EDITOR’S NOTE: In an 11-part series, Saturday Down South contributor Gary Laney looks at the states in the SEC and what areas in those states produce the most players, per capita. The method was to count players who have earned at least a four-star rating from 247Sports’ composite rankings, because that ranking takes into account the rankings of all the recruiting services. We then calculate how many of these blue chip recruits each metro area has produced per capita over a five-year period from 2012-16. At the end, we’ll rank the 10 biggest hotbeds in SEC country in per capita player production.

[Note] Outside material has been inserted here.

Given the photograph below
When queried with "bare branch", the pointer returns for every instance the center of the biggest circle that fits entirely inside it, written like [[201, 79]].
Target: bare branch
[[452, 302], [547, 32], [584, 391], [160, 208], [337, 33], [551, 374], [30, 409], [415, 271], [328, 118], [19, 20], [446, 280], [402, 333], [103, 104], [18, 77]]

Tuscaloosa, home to the nation’s most dominant football program, sits in the west central part of the state, but most of the players and powerful programs come from the southern half of the state.

That’s what was revealed when we looked at the biggest recruiting hotbeds in The Yellowhammer State.

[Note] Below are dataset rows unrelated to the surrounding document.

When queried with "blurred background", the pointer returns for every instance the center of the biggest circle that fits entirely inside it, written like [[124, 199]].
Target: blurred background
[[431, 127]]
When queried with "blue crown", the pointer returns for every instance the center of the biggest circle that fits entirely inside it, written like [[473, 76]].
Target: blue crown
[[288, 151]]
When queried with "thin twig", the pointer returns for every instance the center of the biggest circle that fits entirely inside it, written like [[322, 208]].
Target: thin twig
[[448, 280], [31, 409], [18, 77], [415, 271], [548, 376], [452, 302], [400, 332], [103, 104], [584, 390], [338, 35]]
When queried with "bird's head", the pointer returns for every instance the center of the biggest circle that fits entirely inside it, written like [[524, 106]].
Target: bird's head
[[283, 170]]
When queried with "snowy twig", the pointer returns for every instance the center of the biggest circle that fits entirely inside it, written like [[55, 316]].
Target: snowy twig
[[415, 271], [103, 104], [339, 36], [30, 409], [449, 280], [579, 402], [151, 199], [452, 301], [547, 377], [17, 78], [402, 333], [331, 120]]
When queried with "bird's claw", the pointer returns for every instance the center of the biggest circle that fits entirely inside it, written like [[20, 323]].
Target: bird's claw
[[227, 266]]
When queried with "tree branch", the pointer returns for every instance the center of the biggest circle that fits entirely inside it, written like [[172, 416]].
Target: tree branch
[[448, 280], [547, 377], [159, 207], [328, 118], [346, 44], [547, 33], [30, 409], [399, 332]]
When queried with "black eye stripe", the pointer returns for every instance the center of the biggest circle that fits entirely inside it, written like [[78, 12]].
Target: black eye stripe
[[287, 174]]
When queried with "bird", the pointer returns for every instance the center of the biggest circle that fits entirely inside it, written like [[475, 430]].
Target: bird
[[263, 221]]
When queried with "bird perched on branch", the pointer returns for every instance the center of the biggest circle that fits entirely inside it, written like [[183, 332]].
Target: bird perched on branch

Three of the most prolific player-producing regions in the state are in the southern half, leading with the home area of the Crimson Tide’s arch rival, Auburn, which has the two most prolific prospect-producing metro areas in terms of per-capita prospect production — Montgomery and Auburn/Opelika — within a short drive of campus.

Mobile was the fourth-most prolific player-producing area in the state. And what’s more remarkable is most of the rural blue chip prospects who come from outside the metro areas hail from the southern part of the state.

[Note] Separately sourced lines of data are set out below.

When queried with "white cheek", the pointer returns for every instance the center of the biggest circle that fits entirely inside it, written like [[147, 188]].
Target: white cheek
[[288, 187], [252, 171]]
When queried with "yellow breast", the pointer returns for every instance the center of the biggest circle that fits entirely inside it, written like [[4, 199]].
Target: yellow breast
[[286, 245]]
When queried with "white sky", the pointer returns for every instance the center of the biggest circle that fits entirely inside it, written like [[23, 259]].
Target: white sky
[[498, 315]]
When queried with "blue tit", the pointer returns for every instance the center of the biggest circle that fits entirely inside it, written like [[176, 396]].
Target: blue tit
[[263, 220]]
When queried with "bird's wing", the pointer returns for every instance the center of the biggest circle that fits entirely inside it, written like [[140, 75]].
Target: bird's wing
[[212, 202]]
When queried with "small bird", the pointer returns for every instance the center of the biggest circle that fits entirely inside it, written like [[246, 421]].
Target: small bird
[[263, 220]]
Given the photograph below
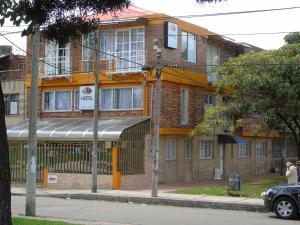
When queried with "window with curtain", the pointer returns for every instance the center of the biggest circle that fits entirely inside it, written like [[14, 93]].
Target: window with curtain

Three of the “rural” players are from close to the Mobile metro (which also includes the Gulf Shores/Orange Beach area), and a couple more are close to the Auburn-Opelika metro. Add them and Mobile would be the per capita champion.

Here’s what the data tells us, sorted by per capita production (the “Rural/other” category was left for last):

METRO AREA SIZE PER CAPITA 5 STARS 4 STARS
Montgomery 373,000 1/37,300 2 8
Auburn/Opelika 151,000 1/37,750 2 1
Florence/Muscle Shoals 147,000 1/49,000 0 3
Mobile/Daphne 615,000 1/52,205 3 9
Anniston/Oxford 116,000 1/58,000 1 1
Huntsville 441,000 1/88,200 0 5
Gadsden 103,500 1/103,500 0 1
Tuscaloosa 238,000 1/119,000 0 2
Birmingham 1.4 million 1/140,000 3 7
Decatur 153,000 1/153,000 0 1
Dothan 154,000 1/154,000 0 1
Rural/other 850,000 1/121,428 1 6

Three things to know

  1. I-10 is where it’s at: Only a sliver of the state rests on the Gulf of Mexico, but the Mobile metro area is part of a stretch of prolific player production along Interstate 10 stretching from Houston well into North Florida. It seems like players get better as one gets closer to the Gulf of Mexico.
  2. Alabama dominates: If there’s a four-star or better prospect in Alabama, there’s just under a 50 percent chance he’ll end up playing college ball in Tuscaloosa. Of the 60 blue chip prospects in this five-year stretch, 27 went to Alabama, 17 to Auburn and 16 to programs outside the state. The Tide dominates even more when it comes to five-star recruits. Of the nine the state has produced in the five recruiting cycles, eight have gone to Alabama. The one exception was Tre’ Williams, who went to Auburn out of the 2014 class.
  3. Good … but not the best: With 58 blue chip prospects in a state with just under 4.9 million people, Alabama’s per capita production of players is way above average. But it pales in comparison to Louisiana, a state with slightly fewer people (4.65 million) but with 85 such prospects in the same time frame. It’s a good thing for Alabama that Nick Saban is able to recruit nationally, including stealing stars like Cam Robinson and Tim Williams from Louisiana.

Program to know

While Hoover High in suburban Birmingham is the more known program, thanks to the MTV program “Two-A-Days” several years ago, Prattville, a town in suburban Montgomery, has been a more efficient producer of high-end talent in recent years, with four recruits of the four-star variety in the last five recruiting cycles.

They said it

“Some of the best coaching in Alabama exists in the southern region, in that Mobile area. Programs like St. Paul’s and Spanish Fort have great programs. Also, location plays a factor in that they are just a few hours away from LSU, Florida State in Tallahassee, along with Alabama, Auburn, Ole Miss. That allows them to get exposure. I wouldn’t say there’s more talent there, but there’s more opportunity to be seen and a solid player development infrastructure, not only in the schools, but outside the schools as well.” — Recruiting analyst and long-time 7-on-7 coach James Smith of NOLA.com.